On storyfix.com Larry Brooks covered the old conflict between planners and those who write by the seat of their pants. He comes to the conclusion that there’s less dividing the two camps than you might think. What he calls a ‘pantser’ may not work initially on an outline, but a good writer will inevitably think about structure as she writes and revises, and end up in a similar place to the planner, having merely taken a different route. At least if you close one eye and squint that’s what he’s saying. He can’t resist a pop at the pantsers:
If you’re a pantser who ascribes to the principles of story architecture, one who knows what they’re doing and accepts the fate of multiple drafting as part of the process, please know I appreciate you and know you’re out there. I salute you, because chances are if you’ve actually published this way, you are, in fact, a bit of a prodigy.
In other words, he thinks it’s as rare as hens’ teeth. And now, this is the last time I ever publish the word ‘pantser’.
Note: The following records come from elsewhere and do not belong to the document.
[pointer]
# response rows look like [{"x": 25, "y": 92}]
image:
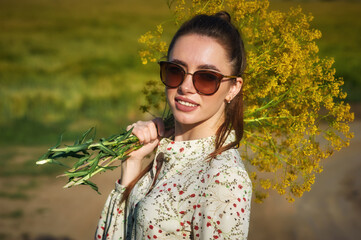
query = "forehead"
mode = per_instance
[{"x": 197, "y": 50}]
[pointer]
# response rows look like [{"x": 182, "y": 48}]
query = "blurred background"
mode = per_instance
[{"x": 69, "y": 65}]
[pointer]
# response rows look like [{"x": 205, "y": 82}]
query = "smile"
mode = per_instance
[{"x": 188, "y": 104}]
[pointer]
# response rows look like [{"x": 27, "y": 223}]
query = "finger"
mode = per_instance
[
  {"x": 169, "y": 133},
  {"x": 129, "y": 127},
  {"x": 159, "y": 125}
]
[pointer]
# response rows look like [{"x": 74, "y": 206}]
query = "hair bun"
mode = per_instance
[{"x": 223, "y": 15}]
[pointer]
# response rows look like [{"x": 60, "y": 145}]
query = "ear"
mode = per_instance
[{"x": 234, "y": 89}]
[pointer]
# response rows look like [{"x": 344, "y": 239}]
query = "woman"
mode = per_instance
[{"x": 197, "y": 187}]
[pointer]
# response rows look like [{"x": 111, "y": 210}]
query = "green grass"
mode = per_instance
[
  {"x": 68, "y": 65},
  {"x": 66, "y": 61}
]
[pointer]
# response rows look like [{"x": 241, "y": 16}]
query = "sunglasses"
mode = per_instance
[{"x": 206, "y": 82}]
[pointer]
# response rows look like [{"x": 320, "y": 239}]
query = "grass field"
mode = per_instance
[{"x": 68, "y": 65}]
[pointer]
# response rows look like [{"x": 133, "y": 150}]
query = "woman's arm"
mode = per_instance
[
  {"x": 225, "y": 206},
  {"x": 112, "y": 219}
]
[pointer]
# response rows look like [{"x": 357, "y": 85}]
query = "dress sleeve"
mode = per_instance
[
  {"x": 111, "y": 222},
  {"x": 223, "y": 211}
]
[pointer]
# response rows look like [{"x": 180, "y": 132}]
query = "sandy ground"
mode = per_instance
[{"x": 331, "y": 210}]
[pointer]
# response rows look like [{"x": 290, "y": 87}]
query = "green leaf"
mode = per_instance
[{"x": 92, "y": 185}]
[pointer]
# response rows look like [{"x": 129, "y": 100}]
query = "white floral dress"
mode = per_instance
[{"x": 192, "y": 198}]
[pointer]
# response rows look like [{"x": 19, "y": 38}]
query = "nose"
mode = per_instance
[{"x": 187, "y": 84}]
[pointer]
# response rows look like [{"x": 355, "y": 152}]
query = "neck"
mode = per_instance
[{"x": 185, "y": 132}]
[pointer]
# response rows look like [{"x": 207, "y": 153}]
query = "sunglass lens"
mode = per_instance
[
  {"x": 206, "y": 82},
  {"x": 172, "y": 75}
]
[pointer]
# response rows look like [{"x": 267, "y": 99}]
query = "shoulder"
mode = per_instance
[
  {"x": 228, "y": 171},
  {"x": 228, "y": 162}
]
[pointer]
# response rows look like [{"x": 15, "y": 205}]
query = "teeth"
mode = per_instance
[{"x": 187, "y": 103}]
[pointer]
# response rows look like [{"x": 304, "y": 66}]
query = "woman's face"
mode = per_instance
[{"x": 195, "y": 52}]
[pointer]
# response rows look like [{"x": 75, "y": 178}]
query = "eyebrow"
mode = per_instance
[{"x": 203, "y": 66}]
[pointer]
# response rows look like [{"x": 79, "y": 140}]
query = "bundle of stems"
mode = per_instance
[{"x": 93, "y": 157}]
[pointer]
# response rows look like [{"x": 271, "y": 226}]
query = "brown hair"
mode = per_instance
[{"x": 220, "y": 28}]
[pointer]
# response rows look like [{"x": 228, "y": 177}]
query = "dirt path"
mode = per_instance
[{"x": 332, "y": 210}]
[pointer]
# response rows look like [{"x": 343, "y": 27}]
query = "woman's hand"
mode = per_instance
[{"x": 149, "y": 134}]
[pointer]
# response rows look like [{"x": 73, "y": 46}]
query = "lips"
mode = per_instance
[{"x": 185, "y": 104}]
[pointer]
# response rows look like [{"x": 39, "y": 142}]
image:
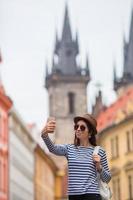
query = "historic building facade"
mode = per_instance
[
  {"x": 115, "y": 126},
  {"x": 66, "y": 84},
  {"x": 5, "y": 105},
  {"x": 21, "y": 167}
]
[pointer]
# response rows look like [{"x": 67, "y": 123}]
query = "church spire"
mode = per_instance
[
  {"x": 114, "y": 74},
  {"x": 87, "y": 66},
  {"x": 66, "y": 33}
]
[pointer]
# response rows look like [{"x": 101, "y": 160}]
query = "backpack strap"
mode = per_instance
[{"x": 96, "y": 150}]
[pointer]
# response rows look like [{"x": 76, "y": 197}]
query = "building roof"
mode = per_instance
[{"x": 117, "y": 111}]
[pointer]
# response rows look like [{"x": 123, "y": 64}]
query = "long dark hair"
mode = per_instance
[{"x": 91, "y": 138}]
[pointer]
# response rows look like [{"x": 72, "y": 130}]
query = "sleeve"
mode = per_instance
[
  {"x": 60, "y": 150},
  {"x": 105, "y": 173}
]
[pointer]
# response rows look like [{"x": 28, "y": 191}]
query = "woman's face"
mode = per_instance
[{"x": 81, "y": 130}]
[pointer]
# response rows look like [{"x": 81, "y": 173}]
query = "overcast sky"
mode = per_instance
[{"x": 27, "y": 35}]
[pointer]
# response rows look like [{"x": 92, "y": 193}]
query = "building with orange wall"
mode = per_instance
[
  {"x": 48, "y": 178},
  {"x": 5, "y": 105},
  {"x": 115, "y": 127}
]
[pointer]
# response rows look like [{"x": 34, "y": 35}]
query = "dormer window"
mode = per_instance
[{"x": 68, "y": 53}]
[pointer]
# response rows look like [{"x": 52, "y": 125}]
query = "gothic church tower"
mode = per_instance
[{"x": 66, "y": 84}]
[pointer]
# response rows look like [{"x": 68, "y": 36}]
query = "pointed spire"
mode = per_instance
[
  {"x": 66, "y": 34},
  {"x": 87, "y": 66},
  {"x": 57, "y": 43},
  {"x": 114, "y": 74},
  {"x": 131, "y": 26},
  {"x": 76, "y": 42},
  {"x": 46, "y": 69}
]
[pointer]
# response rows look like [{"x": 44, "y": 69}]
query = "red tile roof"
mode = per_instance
[{"x": 116, "y": 111}]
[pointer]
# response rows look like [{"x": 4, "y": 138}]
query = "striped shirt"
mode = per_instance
[{"x": 82, "y": 174}]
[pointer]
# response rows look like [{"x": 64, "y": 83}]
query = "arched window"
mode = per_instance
[{"x": 71, "y": 101}]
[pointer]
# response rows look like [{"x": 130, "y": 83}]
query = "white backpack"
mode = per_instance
[{"x": 105, "y": 191}]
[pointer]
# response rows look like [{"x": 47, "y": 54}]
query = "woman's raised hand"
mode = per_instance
[{"x": 49, "y": 126}]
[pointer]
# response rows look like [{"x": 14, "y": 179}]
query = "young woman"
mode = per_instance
[{"x": 82, "y": 164}]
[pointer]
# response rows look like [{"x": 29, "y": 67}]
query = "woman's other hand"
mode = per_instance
[{"x": 49, "y": 126}]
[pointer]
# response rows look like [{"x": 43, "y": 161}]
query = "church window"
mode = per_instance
[
  {"x": 114, "y": 147},
  {"x": 130, "y": 186},
  {"x": 116, "y": 187},
  {"x": 71, "y": 99},
  {"x": 129, "y": 140},
  {"x": 68, "y": 52}
]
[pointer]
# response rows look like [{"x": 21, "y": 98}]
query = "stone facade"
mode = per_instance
[
  {"x": 67, "y": 85},
  {"x": 21, "y": 168}
]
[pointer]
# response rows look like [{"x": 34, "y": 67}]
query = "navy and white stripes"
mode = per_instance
[{"x": 82, "y": 174}]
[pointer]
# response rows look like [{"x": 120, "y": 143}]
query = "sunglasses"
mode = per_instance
[{"x": 82, "y": 127}]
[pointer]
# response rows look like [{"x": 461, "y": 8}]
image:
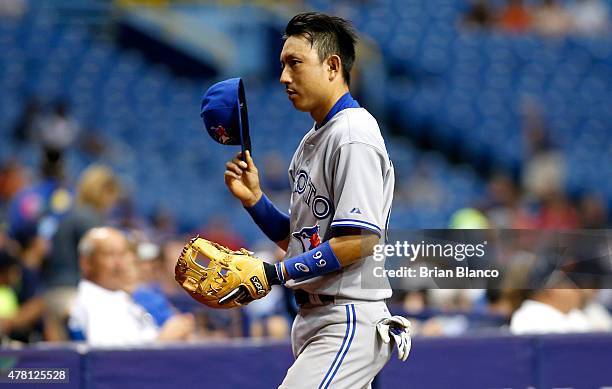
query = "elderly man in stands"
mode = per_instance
[{"x": 103, "y": 313}]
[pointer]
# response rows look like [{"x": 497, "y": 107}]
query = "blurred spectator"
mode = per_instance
[
  {"x": 479, "y": 15},
  {"x": 9, "y": 277},
  {"x": 593, "y": 212},
  {"x": 163, "y": 224},
  {"x": 21, "y": 303},
  {"x": 551, "y": 19},
  {"x": 544, "y": 169},
  {"x": 421, "y": 189},
  {"x": 37, "y": 209},
  {"x": 556, "y": 212},
  {"x": 552, "y": 304},
  {"x": 13, "y": 8},
  {"x": 13, "y": 178},
  {"x": 97, "y": 192},
  {"x": 469, "y": 218},
  {"x": 550, "y": 311},
  {"x": 502, "y": 203},
  {"x": 590, "y": 16},
  {"x": 597, "y": 315},
  {"x": 58, "y": 130},
  {"x": 515, "y": 17},
  {"x": 142, "y": 285},
  {"x": 104, "y": 314},
  {"x": 28, "y": 123}
]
This conclusion was not the shock of the piece for me. That distinction went to Brooke’s revelation that his position on outlining has won him hate mail. Hate mail!
Our endless tendency to form into camps and draw up battle lines, no matter the issue at hand, is truly amazing and dispiriting. If only we could simply agree on more Assassinations and Breasts and leave it at that.
The aim for future roundups: shorter and more frequent.